Завтра или, быть может, послезавтра светофор переключится, ЗИЛ сдуется и примет форму, соответствующую новому моменту и его задачам, как Ленка ныне, полый, без хребта, структуры, всеобщий парафин. Готовый к любой, ни физикой, ни лирикой, ни внутренней, ни внешней логикой не объяснимой и не определенной трансформации.
По устоявшейся привычке, совершенно механически Мелехина толкнулась в ОРСовский магазин у станции. Прошла вдоль выгнутых саркофагов витрин и у одной замерла от ужаса. Ей показалось, что в белом продолговатом поддоне за гнутым толстым стеклом навалены ободранные и клубками свернутые молочные щенки. Обвившие друга друга розовыми хвостиками, лапками, сложившие печально шейка на шейку маленькие трупики. Ленка попятилась и, отступивши, разглядела ценник. «Биль-Дюга. 1 кг – 85 коп».
И смех облегчения чуть было не вылетел у нее изо рта. Но Ленка его поймала, удержала в себе, как нечто позорное, как рвоту, подлый сблев, усильем воли, напряженьем скул и губ. «Биль-Дюга». Ну и что?

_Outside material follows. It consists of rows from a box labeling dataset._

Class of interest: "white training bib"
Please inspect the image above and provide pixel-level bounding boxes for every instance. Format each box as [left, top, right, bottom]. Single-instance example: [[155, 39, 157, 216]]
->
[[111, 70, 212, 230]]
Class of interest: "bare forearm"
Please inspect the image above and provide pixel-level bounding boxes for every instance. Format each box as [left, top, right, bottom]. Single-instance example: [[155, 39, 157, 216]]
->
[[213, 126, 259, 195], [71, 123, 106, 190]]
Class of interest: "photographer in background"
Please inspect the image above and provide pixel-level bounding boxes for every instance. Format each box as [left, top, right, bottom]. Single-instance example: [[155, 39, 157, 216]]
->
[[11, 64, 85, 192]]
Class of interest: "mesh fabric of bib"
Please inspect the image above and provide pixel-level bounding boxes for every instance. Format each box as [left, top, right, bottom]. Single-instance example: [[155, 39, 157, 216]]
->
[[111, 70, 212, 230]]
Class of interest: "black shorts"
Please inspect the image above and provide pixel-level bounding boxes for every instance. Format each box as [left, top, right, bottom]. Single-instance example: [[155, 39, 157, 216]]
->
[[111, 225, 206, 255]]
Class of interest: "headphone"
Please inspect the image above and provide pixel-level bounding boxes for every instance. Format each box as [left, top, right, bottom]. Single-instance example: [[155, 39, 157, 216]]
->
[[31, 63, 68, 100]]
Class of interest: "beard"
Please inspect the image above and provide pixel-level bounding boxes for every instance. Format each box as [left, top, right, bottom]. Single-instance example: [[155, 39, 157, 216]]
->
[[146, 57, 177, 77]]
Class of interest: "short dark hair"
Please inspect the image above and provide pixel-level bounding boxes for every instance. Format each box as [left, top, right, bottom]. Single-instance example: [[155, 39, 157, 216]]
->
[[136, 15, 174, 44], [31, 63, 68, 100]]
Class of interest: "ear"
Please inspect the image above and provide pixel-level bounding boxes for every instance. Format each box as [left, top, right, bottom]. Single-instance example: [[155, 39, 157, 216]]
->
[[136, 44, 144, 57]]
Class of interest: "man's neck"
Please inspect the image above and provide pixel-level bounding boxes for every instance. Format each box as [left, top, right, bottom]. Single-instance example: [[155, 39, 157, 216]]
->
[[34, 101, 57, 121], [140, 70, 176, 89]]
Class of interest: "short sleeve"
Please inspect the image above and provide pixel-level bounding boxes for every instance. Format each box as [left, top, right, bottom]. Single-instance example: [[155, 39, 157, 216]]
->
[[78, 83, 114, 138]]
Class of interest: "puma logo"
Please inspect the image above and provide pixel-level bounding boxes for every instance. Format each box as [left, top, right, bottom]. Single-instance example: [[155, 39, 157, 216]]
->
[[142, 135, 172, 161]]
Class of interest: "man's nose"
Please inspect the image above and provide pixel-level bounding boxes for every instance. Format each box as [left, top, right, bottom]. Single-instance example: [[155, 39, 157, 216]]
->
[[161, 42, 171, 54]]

Ошибка, описка, случайность. Глупые слова, лишь уводящие от чувств, от сути, в никуда. В гнусную пустоту иронии и рваную дырку зубоскальства.
Боже мой, мертвые щенки. Рыбка бельдюга. Бедная. Несчастье, ужас, боль. Нет, неужели она, Лена Мелехина, обманет, вот-вот забудет заветы Лиса из любимой, главной книги, начнет, подобно всем и каждому, все видеть глазами, шарами, буркалами, окулярами, а не великим, главным сосредоточением сосудов, нервов, нежности и страха – сердцем. Мерило настоящего подменит, уже почти что подменила мерилом ложного, условного, несуществующего. И начнет, как вот сегодня, только что, смеяться над горьким и несчастным, и над людьми, и над собой. Как стыдно, как ужасно. Ржать во всю глотку, подобно беспардонным хлопчикам из ее студенческой группы, просто умиравшим, пополам перегибавшимся в столовой на заводской практике: «Бив строганный», «строганный бив». Ха-ха, га-га. Или шутить, как грязный и бесконечно низкопробный Караулов каламбурить «ИПУ в ББ, всех без разбора... и подряд».
Ленка вывалилась из магазина, не чувствуя ни ног ни рук. Словно по волшебству из рыжей, большой, давно созревшей девушки превратилась в первородную амебу, оплодотворенный одноклеточный, к любым, самым невероятным изменениям готовый простейший организм. Она скатилась по ступеням к станционному павильону, но тут на углу путь ей загородил некто в нелепом черном пальто на вате с облезшим каракулевым воротником. Когда-то пламенные, рыжие, а теперь наполовину палевые, отгоревшие клоки волос торчали из-под кролика, зажившегося до картонных, сальных залысин. Дохнув темною смесью спиртов в разнообразных сроках распада и переработки, человек, внезапно преградивший Ленке путь, пропел:
– Возьмите котика, прелестная мадам. Отличный экземпляр, недорого отдам.
Из-за казавшегося кожанным от заношенности отворота пальто действительно выглядывала серенькая голова с мелкими ушками. Но Ленка смотрела не на нее, а выше, на молодое, бурое от холода и пьянства лицо, на горячую рыжину, еще сверкавшую среди холодного пепла седины, на характерные, небольшие с чуть оттопыривающими мочками уши:
– Миша... – сама себе не веря, пробормотала Ленка.
Неизвестный вздрогнул, качнулся и посмотрел не девушку, у которой хотел всего лишь навсего слупить рублишко. И она, эта случайная прохожая, увидела глаза, чистые, блестящие, как будто бы две половинки ягодки. Крыжовника, разрезанного, рассеченного, раз-два, острым ножом.
– Мишенька, – крикнула Ленка и рыжую свою большую голову прижала к серой и мелкой кошачьей.
УГРЯ III
Смотри внимательно,
вот нетронутая клумба
цветов, не желаешь ли
испробовать на ней свой заступ?
День и ночь думал Владимир Машков о чудесном и необыкновенном избавлении Угри. О том, как ушла она от страшной и неизбежной судьбы, буквально вырвалась из когтистых лап наших не ведающих жалости и сожалений идеологических противников. Глубоко, в самую душу художника запали горячие слова девочки о том, какую роль в этой победе сыграла его, Машкова, пока еще безвестная картина «Стремительный косяк кефали».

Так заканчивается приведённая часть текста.